Pausing, I noticed the pain on her face. “Just me being stupid me. Like some well-to-do young guy really felt that way. Well, I turned up pregnant and he told me it’s over. I pushed back; told him I was going to go to the County people, force him to own up to what he’d done.

“A few nights later a woman pays me a visit. Big diamond on her finger, she tells me Matt Weston is her fiancé. I’d better leave him alone, she claimed. Otherwise she was gonna tear me apart, do things to me I’d never dreamt were possible.”

I shuddered at the familiar words. Susan Weston hadn’t changed a bit in five years.

“Matt came and visited me and Libby once, when we were living in some dump with a girlfriend. Played with her a little, said he was sorry how things turned out, and gave me a couple hundred dollars. I was so desperate for the cash that I kept it. But that money made me feel so cheap, so trashy. Just like the whore his woman said I was.”

We sat silent for a few moments, each digesting Daisy’s tale. For all appearances, she was a confident, head held high young mother. Yet her demons still nipped at that outward shell.

“You are anything but,” Lettie announced from the doorway, her isolation also ended. “You are a decent human being and you need to always remember that.”

I saw Marge reach for Daisy’s shaking hands. “And you’re a good friend, Daisy. To all of us.”

Trying to smile through tears, Daisy looked at me. “Matt Weston would trade anything for five minutes with his daughter. Can’t say Susan will be too thrilled. But I really believe it will soften him up if everything else fails.”

My eyes glanced around our group. “So that means me, and Daisy, and Libby need to make the trek to Covington. Does that bother anyone else here?”

Dizzy and Marge nodded, Lettie remained stone-faced.

“Desperate times,” Lettie crowed. “Desperate times.”

Yes they were. The old gal was certainly dead on about that.

Year 4 - early spring - WOP

We needed two days of planning for our seven-mile excursion. Nothing about this trip was taken lightly. Everyone had a say; and all said their piece.

“No, please, no.” For the fourth time in less than an hour, Violet stood before me. Each time she begged me not to take what she deemed to be an unnecessary risk. Each time I turned away, ignoring her pleas.

“If something happens to Daisy, or God forbid Libby, I don’t know what I’d do,” she continued on her last effort.
Funny how she left me out
, I thought.

“Please, Bob, please. There has to be another way.”

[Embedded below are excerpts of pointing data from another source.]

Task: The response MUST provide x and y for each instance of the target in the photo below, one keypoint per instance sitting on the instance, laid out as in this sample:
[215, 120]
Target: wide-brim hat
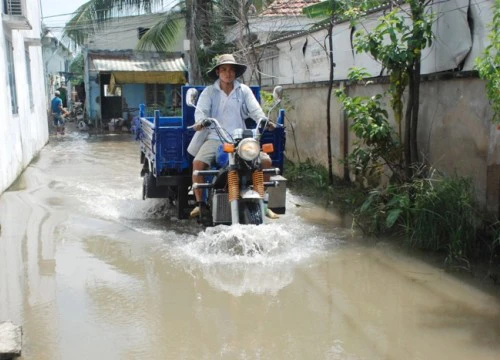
[227, 59]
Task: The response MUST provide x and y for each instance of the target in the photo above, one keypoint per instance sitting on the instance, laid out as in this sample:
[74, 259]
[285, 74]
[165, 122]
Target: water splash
[243, 259]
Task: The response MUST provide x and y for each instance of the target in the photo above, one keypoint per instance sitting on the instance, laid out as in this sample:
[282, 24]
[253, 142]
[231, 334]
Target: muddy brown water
[91, 271]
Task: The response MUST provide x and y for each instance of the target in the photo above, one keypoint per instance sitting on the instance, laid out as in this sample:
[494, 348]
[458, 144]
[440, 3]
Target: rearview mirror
[191, 97]
[277, 93]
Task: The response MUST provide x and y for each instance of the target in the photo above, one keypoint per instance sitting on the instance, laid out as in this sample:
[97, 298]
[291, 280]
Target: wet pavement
[92, 271]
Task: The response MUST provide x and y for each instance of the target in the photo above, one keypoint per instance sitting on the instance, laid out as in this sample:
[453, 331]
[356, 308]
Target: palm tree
[91, 15]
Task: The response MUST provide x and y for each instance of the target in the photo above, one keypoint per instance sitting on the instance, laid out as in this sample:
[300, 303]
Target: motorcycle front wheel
[250, 213]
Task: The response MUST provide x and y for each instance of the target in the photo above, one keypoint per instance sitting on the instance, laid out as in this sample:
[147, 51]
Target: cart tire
[182, 202]
[250, 213]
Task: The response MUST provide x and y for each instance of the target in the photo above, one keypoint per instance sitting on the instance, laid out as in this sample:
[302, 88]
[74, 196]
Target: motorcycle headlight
[248, 149]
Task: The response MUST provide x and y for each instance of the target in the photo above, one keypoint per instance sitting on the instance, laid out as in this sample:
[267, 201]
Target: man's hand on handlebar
[201, 125]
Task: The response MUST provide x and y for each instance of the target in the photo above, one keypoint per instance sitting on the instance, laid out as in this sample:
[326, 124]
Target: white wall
[455, 46]
[23, 134]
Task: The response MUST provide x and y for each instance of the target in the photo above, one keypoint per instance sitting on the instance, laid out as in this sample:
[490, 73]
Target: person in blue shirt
[57, 113]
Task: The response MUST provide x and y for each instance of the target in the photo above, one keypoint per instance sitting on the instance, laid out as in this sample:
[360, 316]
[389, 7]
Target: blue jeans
[58, 120]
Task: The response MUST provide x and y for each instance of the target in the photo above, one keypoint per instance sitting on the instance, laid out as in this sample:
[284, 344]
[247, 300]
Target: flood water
[92, 271]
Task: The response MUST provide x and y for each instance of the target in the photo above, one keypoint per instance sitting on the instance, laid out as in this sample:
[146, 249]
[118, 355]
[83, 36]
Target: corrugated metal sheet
[117, 64]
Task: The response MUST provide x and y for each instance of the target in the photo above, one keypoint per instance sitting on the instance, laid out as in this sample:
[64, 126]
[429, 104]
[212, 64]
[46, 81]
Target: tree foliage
[489, 64]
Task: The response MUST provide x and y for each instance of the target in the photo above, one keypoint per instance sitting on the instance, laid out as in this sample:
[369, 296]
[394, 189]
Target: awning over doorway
[127, 67]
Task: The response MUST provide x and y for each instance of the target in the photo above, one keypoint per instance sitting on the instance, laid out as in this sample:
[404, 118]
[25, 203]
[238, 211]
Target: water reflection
[92, 271]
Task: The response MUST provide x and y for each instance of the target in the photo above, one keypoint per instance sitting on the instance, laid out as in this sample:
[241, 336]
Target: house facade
[56, 61]
[23, 111]
[118, 78]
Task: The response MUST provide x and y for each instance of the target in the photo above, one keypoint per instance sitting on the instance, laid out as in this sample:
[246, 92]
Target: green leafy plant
[377, 145]
[489, 64]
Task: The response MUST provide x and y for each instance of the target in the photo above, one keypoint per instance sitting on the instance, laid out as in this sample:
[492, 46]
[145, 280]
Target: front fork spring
[233, 185]
[258, 182]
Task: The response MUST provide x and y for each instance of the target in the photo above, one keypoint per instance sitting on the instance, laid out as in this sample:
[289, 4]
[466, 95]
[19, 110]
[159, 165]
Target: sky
[57, 12]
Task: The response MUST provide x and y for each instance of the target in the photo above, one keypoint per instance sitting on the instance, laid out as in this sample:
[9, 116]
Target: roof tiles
[287, 7]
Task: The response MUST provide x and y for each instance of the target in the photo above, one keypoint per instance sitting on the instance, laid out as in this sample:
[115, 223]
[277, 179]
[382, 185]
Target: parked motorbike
[235, 194]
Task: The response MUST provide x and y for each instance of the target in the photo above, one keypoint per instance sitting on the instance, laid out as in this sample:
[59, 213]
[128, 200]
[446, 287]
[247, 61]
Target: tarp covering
[147, 77]
[139, 68]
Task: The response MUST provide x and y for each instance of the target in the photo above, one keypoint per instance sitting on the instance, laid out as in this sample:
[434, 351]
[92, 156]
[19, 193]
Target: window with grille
[155, 95]
[11, 76]
[13, 7]
[28, 77]
[14, 15]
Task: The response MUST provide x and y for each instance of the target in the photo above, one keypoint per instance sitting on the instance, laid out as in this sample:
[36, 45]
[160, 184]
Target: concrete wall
[455, 130]
[25, 133]
[455, 134]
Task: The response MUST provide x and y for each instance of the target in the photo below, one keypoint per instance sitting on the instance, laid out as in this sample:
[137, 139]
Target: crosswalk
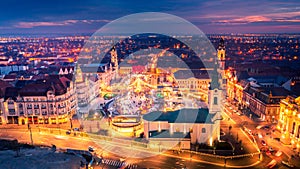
[119, 164]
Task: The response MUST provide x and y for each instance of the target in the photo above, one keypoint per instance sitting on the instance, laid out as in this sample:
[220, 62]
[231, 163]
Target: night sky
[211, 16]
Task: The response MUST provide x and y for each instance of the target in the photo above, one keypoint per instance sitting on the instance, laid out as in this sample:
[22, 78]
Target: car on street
[278, 153]
[271, 149]
[286, 163]
[91, 149]
[263, 143]
[272, 164]
[68, 132]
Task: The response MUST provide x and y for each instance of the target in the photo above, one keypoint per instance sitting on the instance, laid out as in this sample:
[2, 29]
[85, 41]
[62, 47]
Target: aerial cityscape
[127, 85]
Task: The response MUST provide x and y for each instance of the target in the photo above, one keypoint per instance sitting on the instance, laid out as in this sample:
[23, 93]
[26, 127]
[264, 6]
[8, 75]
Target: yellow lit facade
[289, 121]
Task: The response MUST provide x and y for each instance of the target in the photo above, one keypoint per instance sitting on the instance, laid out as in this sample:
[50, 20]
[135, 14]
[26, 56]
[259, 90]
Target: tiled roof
[186, 115]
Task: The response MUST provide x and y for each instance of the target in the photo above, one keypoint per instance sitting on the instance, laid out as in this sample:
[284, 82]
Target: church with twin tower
[191, 125]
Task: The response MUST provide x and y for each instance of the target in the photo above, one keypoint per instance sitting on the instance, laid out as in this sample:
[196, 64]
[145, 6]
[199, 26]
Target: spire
[221, 44]
[214, 84]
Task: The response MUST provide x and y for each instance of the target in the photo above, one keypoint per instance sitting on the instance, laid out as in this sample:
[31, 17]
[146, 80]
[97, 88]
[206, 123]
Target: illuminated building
[114, 61]
[82, 88]
[264, 101]
[289, 121]
[196, 83]
[188, 125]
[48, 101]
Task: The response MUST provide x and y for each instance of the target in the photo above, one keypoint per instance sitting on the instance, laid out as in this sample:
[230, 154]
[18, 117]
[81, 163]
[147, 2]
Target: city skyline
[228, 16]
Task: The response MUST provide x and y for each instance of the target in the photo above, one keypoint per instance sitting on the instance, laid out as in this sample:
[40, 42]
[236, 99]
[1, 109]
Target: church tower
[215, 99]
[78, 74]
[221, 54]
[114, 61]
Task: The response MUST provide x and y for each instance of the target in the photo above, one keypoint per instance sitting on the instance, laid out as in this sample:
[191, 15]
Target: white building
[187, 126]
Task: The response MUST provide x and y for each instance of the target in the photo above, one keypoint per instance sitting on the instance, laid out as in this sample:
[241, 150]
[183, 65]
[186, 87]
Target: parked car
[278, 153]
[68, 132]
[286, 163]
[263, 143]
[91, 149]
[272, 164]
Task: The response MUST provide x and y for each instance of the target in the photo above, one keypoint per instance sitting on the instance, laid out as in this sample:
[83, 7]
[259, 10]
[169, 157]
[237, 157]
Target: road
[250, 123]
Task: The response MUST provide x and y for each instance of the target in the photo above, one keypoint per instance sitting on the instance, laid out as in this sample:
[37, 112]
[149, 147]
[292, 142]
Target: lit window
[215, 100]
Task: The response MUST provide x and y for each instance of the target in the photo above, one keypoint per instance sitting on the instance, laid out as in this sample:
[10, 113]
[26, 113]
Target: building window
[11, 111]
[298, 135]
[36, 112]
[215, 100]
[293, 128]
[29, 106]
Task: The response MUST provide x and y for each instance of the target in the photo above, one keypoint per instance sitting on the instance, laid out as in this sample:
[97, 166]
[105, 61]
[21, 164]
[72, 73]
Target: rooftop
[186, 115]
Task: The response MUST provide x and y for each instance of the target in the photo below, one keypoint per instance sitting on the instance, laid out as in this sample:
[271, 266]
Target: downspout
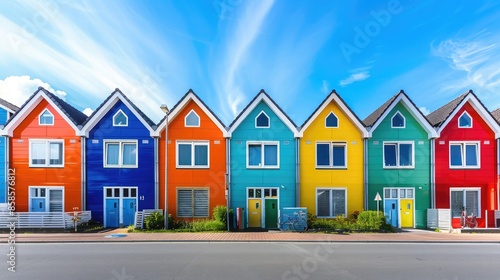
[297, 172]
[157, 184]
[84, 173]
[365, 174]
[433, 174]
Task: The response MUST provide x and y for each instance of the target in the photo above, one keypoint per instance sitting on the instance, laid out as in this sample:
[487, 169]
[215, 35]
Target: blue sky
[227, 50]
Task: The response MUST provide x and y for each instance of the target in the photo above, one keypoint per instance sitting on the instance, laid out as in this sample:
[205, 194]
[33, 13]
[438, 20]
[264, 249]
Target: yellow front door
[406, 213]
[254, 212]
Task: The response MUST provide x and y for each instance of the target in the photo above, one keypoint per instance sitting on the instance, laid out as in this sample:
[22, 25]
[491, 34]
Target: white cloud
[325, 87]
[424, 110]
[17, 89]
[355, 77]
[88, 111]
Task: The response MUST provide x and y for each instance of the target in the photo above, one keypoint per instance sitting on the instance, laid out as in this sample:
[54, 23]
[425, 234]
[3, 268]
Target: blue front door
[38, 205]
[391, 211]
[128, 211]
[112, 212]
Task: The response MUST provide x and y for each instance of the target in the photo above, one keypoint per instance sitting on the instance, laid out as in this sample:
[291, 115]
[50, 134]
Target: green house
[398, 162]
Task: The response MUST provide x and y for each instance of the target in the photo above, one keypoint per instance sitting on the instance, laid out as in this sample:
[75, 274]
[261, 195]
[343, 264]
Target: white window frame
[268, 120]
[47, 143]
[338, 121]
[120, 153]
[464, 190]
[185, 119]
[262, 153]
[40, 118]
[463, 144]
[404, 120]
[47, 196]
[193, 145]
[331, 144]
[116, 114]
[397, 143]
[193, 201]
[329, 189]
[471, 121]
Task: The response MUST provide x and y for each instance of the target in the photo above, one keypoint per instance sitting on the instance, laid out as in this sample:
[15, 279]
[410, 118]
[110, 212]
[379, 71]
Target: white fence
[140, 216]
[439, 218]
[43, 219]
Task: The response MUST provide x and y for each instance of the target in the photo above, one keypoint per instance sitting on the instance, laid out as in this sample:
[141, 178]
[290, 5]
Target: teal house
[6, 111]
[399, 162]
[262, 162]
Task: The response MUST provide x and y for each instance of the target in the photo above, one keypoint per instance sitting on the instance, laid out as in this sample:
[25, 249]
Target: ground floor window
[331, 202]
[43, 199]
[468, 198]
[192, 203]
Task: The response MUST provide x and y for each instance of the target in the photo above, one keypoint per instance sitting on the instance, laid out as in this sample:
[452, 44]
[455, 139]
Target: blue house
[6, 111]
[120, 155]
[263, 162]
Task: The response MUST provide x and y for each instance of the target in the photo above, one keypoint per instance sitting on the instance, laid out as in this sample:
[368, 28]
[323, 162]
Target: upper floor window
[120, 119]
[331, 155]
[46, 118]
[192, 154]
[46, 153]
[262, 120]
[465, 121]
[331, 120]
[464, 155]
[398, 155]
[120, 153]
[398, 120]
[192, 119]
[263, 154]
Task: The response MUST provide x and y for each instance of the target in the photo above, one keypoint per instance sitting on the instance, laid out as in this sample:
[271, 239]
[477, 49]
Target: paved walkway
[120, 235]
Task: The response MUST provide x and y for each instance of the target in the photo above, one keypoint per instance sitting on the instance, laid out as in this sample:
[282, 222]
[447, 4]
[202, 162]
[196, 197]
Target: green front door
[271, 212]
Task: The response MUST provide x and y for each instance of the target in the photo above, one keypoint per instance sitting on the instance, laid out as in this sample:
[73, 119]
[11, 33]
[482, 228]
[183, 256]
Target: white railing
[43, 219]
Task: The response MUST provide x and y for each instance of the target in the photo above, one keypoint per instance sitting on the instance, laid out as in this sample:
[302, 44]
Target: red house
[466, 159]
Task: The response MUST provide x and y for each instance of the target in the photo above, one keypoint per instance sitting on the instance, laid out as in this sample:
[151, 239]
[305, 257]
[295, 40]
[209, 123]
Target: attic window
[46, 118]
[398, 121]
[465, 121]
[262, 120]
[192, 119]
[120, 119]
[331, 120]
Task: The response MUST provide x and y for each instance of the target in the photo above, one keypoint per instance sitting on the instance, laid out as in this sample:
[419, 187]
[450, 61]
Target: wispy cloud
[355, 77]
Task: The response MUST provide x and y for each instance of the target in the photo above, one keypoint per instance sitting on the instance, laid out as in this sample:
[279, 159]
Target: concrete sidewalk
[120, 235]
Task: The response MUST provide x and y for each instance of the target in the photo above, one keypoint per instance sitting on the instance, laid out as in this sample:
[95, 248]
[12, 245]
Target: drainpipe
[84, 173]
[157, 184]
[365, 175]
[297, 172]
[433, 173]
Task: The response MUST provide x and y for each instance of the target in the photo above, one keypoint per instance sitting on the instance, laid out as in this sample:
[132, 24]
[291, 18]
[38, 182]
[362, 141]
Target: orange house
[196, 160]
[46, 153]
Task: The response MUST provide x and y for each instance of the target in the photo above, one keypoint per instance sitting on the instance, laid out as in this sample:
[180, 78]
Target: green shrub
[370, 221]
[154, 221]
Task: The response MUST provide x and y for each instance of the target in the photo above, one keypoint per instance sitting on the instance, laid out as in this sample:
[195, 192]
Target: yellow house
[332, 160]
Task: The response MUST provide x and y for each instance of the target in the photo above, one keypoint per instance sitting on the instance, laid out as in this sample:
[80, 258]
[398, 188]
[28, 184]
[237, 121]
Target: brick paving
[272, 236]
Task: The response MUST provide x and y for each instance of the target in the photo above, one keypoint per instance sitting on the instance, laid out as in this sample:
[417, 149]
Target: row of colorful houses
[117, 161]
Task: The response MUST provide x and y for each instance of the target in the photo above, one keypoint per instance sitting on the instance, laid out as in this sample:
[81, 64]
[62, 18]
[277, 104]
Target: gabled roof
[73, 116]
[334, 97]
[375, 118]
[190, 95]
[8, 106]
[263, 96]
[442, 116]
[107, 104]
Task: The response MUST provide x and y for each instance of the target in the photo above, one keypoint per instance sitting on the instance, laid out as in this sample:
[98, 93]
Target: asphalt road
[127, 261]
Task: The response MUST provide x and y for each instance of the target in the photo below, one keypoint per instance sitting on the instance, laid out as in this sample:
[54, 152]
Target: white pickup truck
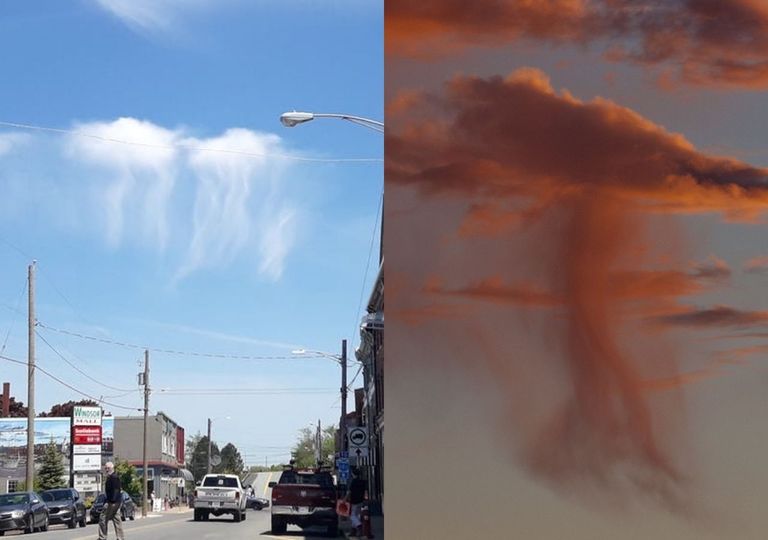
[220, 494]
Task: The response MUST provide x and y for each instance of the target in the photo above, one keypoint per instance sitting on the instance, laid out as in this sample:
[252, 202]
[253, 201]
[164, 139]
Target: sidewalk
[377, 528]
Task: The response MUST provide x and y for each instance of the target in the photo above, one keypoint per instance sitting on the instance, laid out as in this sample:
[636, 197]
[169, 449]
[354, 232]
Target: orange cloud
[757, 265]
[517, 137]
[718, 316]
[495, 290]
[701, 42]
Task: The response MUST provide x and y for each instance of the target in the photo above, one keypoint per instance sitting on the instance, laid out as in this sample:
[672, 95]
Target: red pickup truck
[305, 498]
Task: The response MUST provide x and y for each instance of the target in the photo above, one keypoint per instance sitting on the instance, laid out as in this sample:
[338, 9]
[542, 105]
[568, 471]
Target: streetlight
[294, 118]
[210, 421]
[342, 361]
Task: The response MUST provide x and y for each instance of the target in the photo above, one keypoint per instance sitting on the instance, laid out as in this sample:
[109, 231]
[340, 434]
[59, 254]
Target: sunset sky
[577, 266]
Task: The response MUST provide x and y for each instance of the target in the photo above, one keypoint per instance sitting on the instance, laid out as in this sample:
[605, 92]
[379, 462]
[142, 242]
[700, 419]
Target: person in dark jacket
[357, 493]
[111, 512]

I’d had enough whining for one day. “We need simple medicine, Violet,” I scolded. “We don’t have the luxury of sitting back on our hands right now. We can’t.”

“Maybe I should go,” she added, rushing her words, “since everyone seems so worried about me. I should be the one going.”

Turning briskly, I grabbed her by the shoulders. “Absolutely not. Never!”

Somehow she thought tears would help,
fat chance, young lady.

Watching her stomp away, I knew I hadn’t heard the last from the teen. But my mind was already set.